А я ничего не могла ответить.
– И почему это вы тут группкой во главе с Инной Иохвидович стоите здесь, на углу? Кого ожидаете, куда собрались отправиться? – сыпал он вопросами.
– Александр Герасимович! – наконец-то продохнув, смогла произнести я. – Мы никуда не собирались идти и ничего не собирались делать!
Собрав все силы, я посмотрела ему в лицо и заметила то ли слюну, то ли пену в уголках губ.
– А я думаю, что ты что-то скрываешь!
И он прочел нам получасовую нотацию-лекцию о «Голубой лошади» – недавно разоблаченной в городе молодежной организации стиляг, которых отправили перевоспитываться в армию, в колонии, на какой-то «101-й километр»…
Волна его истерической ненависти накатила на меня, вызвав головокружение и дурноту, и я медленно осела на тротуар. Только когда вокруг нас стала собираться толпа, он быстро ушел прочь.

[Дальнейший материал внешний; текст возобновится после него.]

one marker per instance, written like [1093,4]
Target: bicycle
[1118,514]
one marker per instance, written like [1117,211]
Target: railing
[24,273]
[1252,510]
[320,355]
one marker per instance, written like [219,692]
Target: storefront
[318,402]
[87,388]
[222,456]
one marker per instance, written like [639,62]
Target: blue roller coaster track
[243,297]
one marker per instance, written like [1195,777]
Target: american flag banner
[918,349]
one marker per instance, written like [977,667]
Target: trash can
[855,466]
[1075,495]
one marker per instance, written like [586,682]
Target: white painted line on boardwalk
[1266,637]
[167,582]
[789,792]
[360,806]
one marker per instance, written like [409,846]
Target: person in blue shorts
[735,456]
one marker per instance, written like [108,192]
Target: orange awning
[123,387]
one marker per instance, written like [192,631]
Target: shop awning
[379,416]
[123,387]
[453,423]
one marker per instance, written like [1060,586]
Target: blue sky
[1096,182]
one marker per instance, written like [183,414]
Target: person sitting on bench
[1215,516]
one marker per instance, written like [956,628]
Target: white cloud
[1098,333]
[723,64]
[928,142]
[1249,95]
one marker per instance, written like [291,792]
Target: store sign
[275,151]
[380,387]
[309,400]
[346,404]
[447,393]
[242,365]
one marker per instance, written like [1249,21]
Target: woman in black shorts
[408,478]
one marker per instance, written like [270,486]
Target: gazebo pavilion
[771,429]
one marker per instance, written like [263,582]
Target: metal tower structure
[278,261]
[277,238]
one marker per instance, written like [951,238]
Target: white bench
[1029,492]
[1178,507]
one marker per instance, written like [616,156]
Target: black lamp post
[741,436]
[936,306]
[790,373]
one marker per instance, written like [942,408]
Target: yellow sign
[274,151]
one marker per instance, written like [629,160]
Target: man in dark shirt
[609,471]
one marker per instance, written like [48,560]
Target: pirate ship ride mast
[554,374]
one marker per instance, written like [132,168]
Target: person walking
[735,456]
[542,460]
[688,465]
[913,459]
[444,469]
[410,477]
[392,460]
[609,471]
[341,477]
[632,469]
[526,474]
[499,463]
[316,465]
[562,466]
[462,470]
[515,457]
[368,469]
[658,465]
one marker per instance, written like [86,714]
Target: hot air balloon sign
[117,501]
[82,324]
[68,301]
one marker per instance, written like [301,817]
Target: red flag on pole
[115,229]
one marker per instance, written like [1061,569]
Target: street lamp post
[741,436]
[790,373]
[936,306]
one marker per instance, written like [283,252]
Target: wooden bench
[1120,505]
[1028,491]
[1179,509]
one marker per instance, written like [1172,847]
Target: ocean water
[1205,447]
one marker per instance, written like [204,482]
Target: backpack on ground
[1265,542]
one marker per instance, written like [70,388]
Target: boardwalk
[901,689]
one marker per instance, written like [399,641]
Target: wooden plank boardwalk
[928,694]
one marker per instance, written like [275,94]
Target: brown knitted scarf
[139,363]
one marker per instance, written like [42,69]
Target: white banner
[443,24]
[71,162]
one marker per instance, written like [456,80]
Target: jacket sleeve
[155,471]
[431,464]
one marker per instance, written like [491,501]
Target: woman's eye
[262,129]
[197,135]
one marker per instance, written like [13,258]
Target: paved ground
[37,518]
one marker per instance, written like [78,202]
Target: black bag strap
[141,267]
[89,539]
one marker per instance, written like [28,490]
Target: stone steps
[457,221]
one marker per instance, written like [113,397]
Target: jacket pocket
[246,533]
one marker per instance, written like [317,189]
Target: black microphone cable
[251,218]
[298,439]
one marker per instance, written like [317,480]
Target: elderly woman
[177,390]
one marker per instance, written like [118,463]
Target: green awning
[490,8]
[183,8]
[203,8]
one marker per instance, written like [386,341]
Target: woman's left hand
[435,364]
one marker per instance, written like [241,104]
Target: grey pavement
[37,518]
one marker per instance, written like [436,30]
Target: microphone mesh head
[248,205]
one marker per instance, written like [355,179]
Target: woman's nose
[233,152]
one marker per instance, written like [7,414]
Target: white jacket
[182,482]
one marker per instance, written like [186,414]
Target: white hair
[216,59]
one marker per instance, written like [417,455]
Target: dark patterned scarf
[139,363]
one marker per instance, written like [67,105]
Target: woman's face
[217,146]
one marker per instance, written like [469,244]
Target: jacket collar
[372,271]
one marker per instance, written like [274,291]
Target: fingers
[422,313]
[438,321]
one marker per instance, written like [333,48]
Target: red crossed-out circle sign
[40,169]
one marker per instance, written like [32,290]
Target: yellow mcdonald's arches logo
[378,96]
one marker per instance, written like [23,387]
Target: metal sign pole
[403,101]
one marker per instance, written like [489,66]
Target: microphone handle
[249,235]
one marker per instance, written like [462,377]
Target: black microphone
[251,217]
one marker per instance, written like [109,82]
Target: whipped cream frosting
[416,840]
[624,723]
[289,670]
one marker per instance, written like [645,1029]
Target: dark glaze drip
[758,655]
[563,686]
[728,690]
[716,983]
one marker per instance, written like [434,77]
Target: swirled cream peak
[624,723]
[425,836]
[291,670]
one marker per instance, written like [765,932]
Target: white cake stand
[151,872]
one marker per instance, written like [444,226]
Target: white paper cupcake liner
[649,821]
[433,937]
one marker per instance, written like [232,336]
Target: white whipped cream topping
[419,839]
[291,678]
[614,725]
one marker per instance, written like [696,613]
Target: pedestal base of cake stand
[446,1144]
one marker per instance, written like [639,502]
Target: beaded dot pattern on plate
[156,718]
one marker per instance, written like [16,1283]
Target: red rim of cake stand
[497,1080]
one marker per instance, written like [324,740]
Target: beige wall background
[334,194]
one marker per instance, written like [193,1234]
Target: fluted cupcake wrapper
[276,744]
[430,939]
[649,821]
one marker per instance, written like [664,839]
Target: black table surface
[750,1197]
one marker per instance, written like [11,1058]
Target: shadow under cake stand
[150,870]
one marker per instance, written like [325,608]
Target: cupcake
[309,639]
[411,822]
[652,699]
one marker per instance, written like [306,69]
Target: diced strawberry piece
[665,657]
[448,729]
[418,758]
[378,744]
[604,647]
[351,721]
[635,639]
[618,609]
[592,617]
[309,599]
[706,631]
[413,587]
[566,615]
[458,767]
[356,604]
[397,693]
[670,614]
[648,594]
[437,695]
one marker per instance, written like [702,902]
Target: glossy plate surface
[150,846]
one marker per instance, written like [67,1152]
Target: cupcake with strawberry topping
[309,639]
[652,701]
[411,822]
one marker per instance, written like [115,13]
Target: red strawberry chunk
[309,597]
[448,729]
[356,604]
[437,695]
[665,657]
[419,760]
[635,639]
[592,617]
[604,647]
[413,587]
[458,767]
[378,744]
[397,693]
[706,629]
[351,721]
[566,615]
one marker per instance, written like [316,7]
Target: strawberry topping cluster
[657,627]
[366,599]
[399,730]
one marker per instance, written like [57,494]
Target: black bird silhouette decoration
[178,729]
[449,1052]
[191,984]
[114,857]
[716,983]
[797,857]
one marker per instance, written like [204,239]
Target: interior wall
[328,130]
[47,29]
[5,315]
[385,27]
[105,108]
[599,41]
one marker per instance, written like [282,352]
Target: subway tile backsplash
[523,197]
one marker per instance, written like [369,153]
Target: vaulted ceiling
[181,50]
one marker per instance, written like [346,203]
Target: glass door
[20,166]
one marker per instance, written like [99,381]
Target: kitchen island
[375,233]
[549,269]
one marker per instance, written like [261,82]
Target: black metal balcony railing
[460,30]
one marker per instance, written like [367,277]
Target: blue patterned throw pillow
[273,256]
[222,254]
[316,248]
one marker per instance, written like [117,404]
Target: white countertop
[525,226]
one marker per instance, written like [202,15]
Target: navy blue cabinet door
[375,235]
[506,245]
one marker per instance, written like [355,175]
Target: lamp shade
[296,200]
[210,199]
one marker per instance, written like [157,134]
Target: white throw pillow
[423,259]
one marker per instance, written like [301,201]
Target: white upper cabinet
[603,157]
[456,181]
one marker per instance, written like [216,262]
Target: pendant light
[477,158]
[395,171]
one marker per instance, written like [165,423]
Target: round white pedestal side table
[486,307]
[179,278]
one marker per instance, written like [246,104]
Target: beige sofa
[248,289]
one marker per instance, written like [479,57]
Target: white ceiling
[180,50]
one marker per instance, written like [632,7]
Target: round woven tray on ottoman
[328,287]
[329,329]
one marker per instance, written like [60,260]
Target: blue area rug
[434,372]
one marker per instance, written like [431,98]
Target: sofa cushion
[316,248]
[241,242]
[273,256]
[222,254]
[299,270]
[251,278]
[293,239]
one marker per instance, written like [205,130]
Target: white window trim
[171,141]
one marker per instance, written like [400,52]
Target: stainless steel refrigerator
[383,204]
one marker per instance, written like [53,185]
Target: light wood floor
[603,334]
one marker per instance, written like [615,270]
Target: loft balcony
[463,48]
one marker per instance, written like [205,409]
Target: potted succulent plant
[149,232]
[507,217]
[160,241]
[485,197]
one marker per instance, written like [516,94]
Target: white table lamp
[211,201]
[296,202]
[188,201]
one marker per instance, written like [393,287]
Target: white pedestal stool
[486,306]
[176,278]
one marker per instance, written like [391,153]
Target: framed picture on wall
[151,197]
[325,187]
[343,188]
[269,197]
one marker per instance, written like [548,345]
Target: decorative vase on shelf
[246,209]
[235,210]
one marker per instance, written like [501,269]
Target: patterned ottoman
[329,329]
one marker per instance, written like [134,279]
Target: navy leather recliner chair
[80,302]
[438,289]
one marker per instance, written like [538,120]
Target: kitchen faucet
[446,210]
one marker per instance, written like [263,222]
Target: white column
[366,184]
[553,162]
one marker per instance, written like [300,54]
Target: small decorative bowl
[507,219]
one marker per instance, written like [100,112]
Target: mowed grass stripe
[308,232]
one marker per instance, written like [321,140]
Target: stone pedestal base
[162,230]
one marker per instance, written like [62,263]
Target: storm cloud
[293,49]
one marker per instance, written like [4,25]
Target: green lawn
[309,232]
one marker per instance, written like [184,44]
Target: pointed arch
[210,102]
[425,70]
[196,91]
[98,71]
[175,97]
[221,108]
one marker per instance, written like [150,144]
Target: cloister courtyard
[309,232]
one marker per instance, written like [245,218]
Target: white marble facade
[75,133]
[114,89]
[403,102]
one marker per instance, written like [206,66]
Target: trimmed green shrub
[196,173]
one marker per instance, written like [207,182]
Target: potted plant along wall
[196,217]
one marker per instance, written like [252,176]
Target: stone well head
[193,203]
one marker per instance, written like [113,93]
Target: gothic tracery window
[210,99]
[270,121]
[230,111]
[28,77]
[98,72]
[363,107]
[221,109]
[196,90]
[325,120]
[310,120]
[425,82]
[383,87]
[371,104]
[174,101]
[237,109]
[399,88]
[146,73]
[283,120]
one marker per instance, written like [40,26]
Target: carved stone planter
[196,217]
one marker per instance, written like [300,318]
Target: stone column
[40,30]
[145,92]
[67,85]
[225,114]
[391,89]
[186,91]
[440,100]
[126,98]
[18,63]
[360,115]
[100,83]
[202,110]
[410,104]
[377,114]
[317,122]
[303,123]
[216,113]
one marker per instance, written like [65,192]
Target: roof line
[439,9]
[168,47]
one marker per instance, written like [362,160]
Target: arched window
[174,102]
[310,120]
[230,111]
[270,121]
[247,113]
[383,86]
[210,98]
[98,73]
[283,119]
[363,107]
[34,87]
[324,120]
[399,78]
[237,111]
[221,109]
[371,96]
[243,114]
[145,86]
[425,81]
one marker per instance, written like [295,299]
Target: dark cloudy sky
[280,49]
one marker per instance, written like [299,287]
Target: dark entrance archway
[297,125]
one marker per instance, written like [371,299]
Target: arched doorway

Нервная болезнь стала моим спасением. Я просто сбежала в нее, спряталась от своих страхов и «Герасима»… В школу я не уже вернулась, от экзаменов меня освободили тоже… «Герасим» обыграл и это в характеристике: «Болезнь симулировала!»
Меня все же взяли в школу, где учительствовала моя тетка – папина сестра.
Высокий старик стоял у ворот «Сабурки» – Харьковской городской психиатрической больницы, бывшей «Сабуровой дачи». Он стоял там целыми днями, пропуская посетителей и безмолвно взимая с них дань. Ему и давали: кто мелочь, кто продуктами, кто-то ничего не давал, но таких было немного.